Monday, July 27, 2009

General Notes about what is appearing and what I have planted

Somewhat remiss in the blog-writing recently. Well, not so recently, actually, I see. It is a problem, writing things about a building project when it has virtually ended. All I really have is the report of three months’ worth of wild flowers, which I find interesting, but which may seem dull to some, plus a discussion of trees and one visit to Alasdair about snagging.

Simply in the interests of recording what I may later find has died on me, I note that I have moved some plants from St Andrews and put them at the top of the bank on the south side of the house. So far there are these: the small scented jonquil-like daffodils with slightly twisted petals and a small cup; iris reticulata; erythronium revolutum; narcissus Tete a Tete; iris Katherine Hodgkin, a spectacular spring-flowering miniature; ranunculus aconitifolius plenus, the double white buttercup; some hybrid geranium renardii which have not come out in that lovely grey colour of flower, as they are hybrids; and astrantia. Mike has let me take a root of golden oreganum from Tomdoun. I have also sown some seeds of orleya grandiflora, given me by Gardens Illustrated, and some aquilegia seeds from St Andrews. At the back of the house, on the bank, I have sown some white foxgloves, also from GI. Beside the track, I have cast a weird collection of seeds given by someone. They include cornflower, achillea, some sort of daisy flower, poppies and more aquilegias. In the difficult area in front of Klarg I have buried a thank you letter impregnated with wildflower seeds. Heaven knows what will come up; it felt like an odd thing to do.

The wild flowers already in residence have gone through several waves since I last wrote.
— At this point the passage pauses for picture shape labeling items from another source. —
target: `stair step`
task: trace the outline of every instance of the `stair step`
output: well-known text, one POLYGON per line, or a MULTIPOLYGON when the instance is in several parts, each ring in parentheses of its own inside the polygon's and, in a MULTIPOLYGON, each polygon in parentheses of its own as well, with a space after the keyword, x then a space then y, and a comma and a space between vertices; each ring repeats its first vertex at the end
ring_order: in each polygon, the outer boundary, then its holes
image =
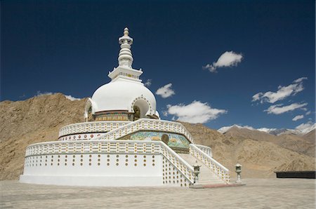
POLYGON ((214 170, 206 166, 202 161, 196 159, 194 156, 188 154, 179 154, 187 163, 194 165, 197 161, 197 163, 201 165, 199 168, 199 183, 201 184, 225 184, 225 182, 220 179, 214 170))

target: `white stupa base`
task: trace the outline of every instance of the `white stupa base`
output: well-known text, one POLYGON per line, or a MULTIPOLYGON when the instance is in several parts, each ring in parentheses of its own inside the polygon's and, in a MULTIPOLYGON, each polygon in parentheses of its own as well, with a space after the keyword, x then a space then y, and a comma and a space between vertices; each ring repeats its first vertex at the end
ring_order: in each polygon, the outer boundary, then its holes
POLYGON ((20 176, 20 182, 36 184, 53 184, 86 187, 151 187, 163 186, 162 177, 131 176, 20 176))

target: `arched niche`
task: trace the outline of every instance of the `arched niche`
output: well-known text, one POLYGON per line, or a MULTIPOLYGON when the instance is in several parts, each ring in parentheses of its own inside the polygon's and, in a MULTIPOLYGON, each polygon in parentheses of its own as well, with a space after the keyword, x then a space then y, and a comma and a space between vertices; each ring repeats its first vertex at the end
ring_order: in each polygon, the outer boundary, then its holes
POLYGON ((133 113, 133 121, 139 119, 150 118, 152 115, 150 104, 143 97, 138 97, 133 101, 130 112, 133 113))
POLYGON ((95 114, 93 103, 93 101, 91 98, 88 98, 88 100, 86 103, 86 107, 84 108, 84 117, 86 119, 86 121, 91 121, 93 120, 93 115, 95 114))

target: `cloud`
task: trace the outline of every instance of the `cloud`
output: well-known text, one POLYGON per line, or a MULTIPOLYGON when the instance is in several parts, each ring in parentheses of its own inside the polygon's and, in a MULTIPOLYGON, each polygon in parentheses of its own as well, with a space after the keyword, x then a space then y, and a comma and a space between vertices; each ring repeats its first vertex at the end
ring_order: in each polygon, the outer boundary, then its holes
POLYGON ((294 109, 301 108, 308 105, 308 103, 293 103, 287 106, 283 106, 282 104, 271 105, 268 109, 265 109, 264 112, 268 112, 268 114, 280 114, 287 112, 293 111, 294 109))
POLYGON ((36 96, 51 95, 52 94, 53 94, 53 93, 52 93, 52 92, 44 92, 44 93, 41 93, 40 90, 38 90, 35 95, 36 96))
POLYGON ((254 95, 252 96, 252 102, 256 101, 256 100, 259 100, 260 97, 263 95, 263 93, 262 92, 259 92, 256 94, 255 94, 254 95))
POLYGON ((296 126, 295 128, 298 129, 298 130, 303 130, 303 129, 306 129, 306 128, 310 128, 313 126, 315 126, 314 123, 312 123, 312 121, 308 121, 306 123, 302 123, 302 124, 296 126))
POLYGON ((303 80, 307 79, 306 77, 299 78, 289 86, 279 86, 277 91, 268 91, 265 93, 260 92, 252 96, 252 102, 260 101, 261 103, 264 102, 269 103, 275 103, 279 100, 282 100, 291 95, 295 95, 298 93, 302 91, 303 80))
POLYGON ((171 89, 172 83, 166 84, 159 88, 156 91, 157 95, 161 95, 163 98, 166 98, 176 94, 174 90, 171 89))
POLYGON ((152 79, 147 79, 146 82, 144 83, 145 86, 150 87, 152 85, 152 79))
POLYGON ((303 80, 307 80, 307 77, 301 77, 301 78, 297 79, 296 80, 293 81, 293 83, 301 83, 303 81, 303 80))
POLYGON ((301 114, 301 115, 298 115, 298 116, 296 116, 295 117, 294 117, 292 121, 298 121, 299 119, 302 119, 303 118, 304 118, 304 115, 301 114))
MULTIPOLYGON (((53 92, 44 92, 44 93, 41 93, 40 90, 38 90, 38 91, 37 92, 36 96, 51 95, 55 94, 55 93, 53 93, 53 92)), ((72 100, 72 101, 74 101, 74 100, 81 100, 81 98, 76 98, 76 97, 74 97, 72 96, 72 95, 65 95, 65 97, 67 99, 68 99, 68 100, 72 100)))
POLYGON ((216 119, 221 114, 227 113, 227 110, 211 108, 208 103, 202 103, 196 100, 187 105, 183 104, 169 104, 167 109, 168 114, 174 116, 173 120, 192 123, 206 123, 216 119))
POLYGON ((310 114, 311 113, 312 113, 312 112, 310 110, 310 111, 306 112, 306 113, 305 114, 308 116, 308 115, 310 114))
POLYGON ((203 69, 207 69, 211 72, 216 72, 218 67, 237 66, 239 62, 242 62, 242 54, 236 53, 232 50, 226 51, 219 57, 216 62, 203 66, 203 69))

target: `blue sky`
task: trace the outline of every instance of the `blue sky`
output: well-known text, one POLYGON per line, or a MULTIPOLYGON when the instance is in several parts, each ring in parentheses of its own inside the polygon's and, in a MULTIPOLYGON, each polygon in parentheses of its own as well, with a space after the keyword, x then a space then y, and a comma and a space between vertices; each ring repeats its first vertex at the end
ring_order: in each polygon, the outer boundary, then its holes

Bluebells, wood anemones, wood sorrel and violets gave way to chickweed wintergreen, orchids, tomentil and cinquefoils. (I know the difference, I think.) There is also tick wort, milkwort and those succulent bog flowers that I can’t look up because the wildflower books are elsewhere. Now the bog asphodel has come out in huge swathes, very noticeably behind the house, where it makes a harmonious sweep of yellow surrounded by lines of the different greens of grass, bog myrtle and bracken. Things here seem to go in for monoculture.

The bare banks are greening up reasonably well. Livy has posted some pictures taken several weeks ago which show this; and I am taking some more this weekend. Except in the areas immediately beside the house, where the builders put a layer of peat taken from the meadow, over the brickbats and pieces of wire which I fully expect to find down there one day, the bare earth has had two summers to recover. It is doing particularly well in the place where the original track to the meadow was made and then abandoned. The back of the quarry and the sides of the track are not doing too badly; the banks to the north and south of the house are starting to recover, except the place to the north which is pure scree. The only really slow bit is the long barrow of subsoil up the slope behind the north bank.